In 2015, the only surviving brake pads and lining maker, Star Auto Industries, collapsed as it was unable to compete with cheap Chinese products and could not pay back loan borrowed from the Bank of Industry.

“It is difficult to compete with Asia, with substandard, cheap brake pads. I am not happy that import duty on brake pads fell from 25 percent to 10 percent. This is the situation since 2004 and government has done nothing about it,” CEO of the firm Chidi Ukachukwu, told BusinessDay in early 2014.

Today, only three textile firms out of over 120 in the 1980s are in operation.

In 1980s, the Nigerian textile market was the third largest in Africa, with over 160 vibrant textile mills and over 500,000 direct and indirect jobs. In fact, by 1985, there were about 180 textile mills in the country, employing about one million Nigerians.

However, the fortunes of the sector began to dwindle in early 1990s. Precisely in 1994, many textile manufacturers began to feel the pinch of unstable political situation, massive smuggling and high production costs due to poor infrastructure, taxes and levies, among others.

The situation worsened in 1997, when ban on importation of textiles was lifted. There were so many outcries by industry players and well-meaning Nigerians as they warned of the consequences of that policy.

Inferior imported products flooded the market. Consequently, many big players in the industry could not survive. Many divested to other interests while others leased their premises to other companies.
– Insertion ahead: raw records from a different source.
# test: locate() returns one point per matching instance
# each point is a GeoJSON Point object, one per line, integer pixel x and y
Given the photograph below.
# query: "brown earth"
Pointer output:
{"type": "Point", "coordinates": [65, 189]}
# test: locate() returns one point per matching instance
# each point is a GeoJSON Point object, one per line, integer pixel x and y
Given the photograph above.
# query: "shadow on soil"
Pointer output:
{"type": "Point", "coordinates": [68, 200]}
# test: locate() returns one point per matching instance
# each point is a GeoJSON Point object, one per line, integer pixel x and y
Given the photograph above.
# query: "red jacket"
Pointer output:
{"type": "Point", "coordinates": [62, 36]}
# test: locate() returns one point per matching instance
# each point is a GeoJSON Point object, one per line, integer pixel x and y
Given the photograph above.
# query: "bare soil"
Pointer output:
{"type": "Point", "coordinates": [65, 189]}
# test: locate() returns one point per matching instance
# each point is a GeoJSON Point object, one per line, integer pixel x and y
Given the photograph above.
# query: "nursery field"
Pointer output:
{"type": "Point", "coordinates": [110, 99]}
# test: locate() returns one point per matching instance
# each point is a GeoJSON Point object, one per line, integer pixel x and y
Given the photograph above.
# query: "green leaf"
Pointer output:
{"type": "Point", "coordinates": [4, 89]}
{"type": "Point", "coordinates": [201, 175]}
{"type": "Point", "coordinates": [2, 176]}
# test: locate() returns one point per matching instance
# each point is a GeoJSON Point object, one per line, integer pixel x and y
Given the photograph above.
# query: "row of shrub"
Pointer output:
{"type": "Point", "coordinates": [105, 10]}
For instance, Aswani Textile leased its premises to Chellarams, manufacturer of dairy products. Afprint, on the other hand, went into oil manufacturing and car business. Enpee Industries became a packaging industry.

Within six years, over 50 companies closed down while about 80,000 employees had lost their jobs. As of today, companies such as Aba Textiles, Asaba Textile Mills, Arewa Textiles, Five Star, Gaskiya, Haffar Industrial Company Limited, SpecoMills, Zamfara Textiles, Millet Nigeria Limited, among others, have all been forgotten when textiles are discussed.

“What we need is the enabling environment. We cannot compete with the level of smuggling and counterfeiting going on now. We used to have about 127 textile firms in Nigeria but that has come down to two or three now,” said Grace Adereti, president of the Nigerian Textile Manufacturers Association (NTMA) in Lagos at a Made-in-Nigeria stakeholders’ meeting in Lagos.

“We had the revival loans but this didn’t work because our biggest problem has never been money,” Adereti said.

Analysts say the sector needs innovation and smart techniques to cut costs. They add that until there is complete implementation of the National Industrial Revolution Plan, the sector may continue to struggle.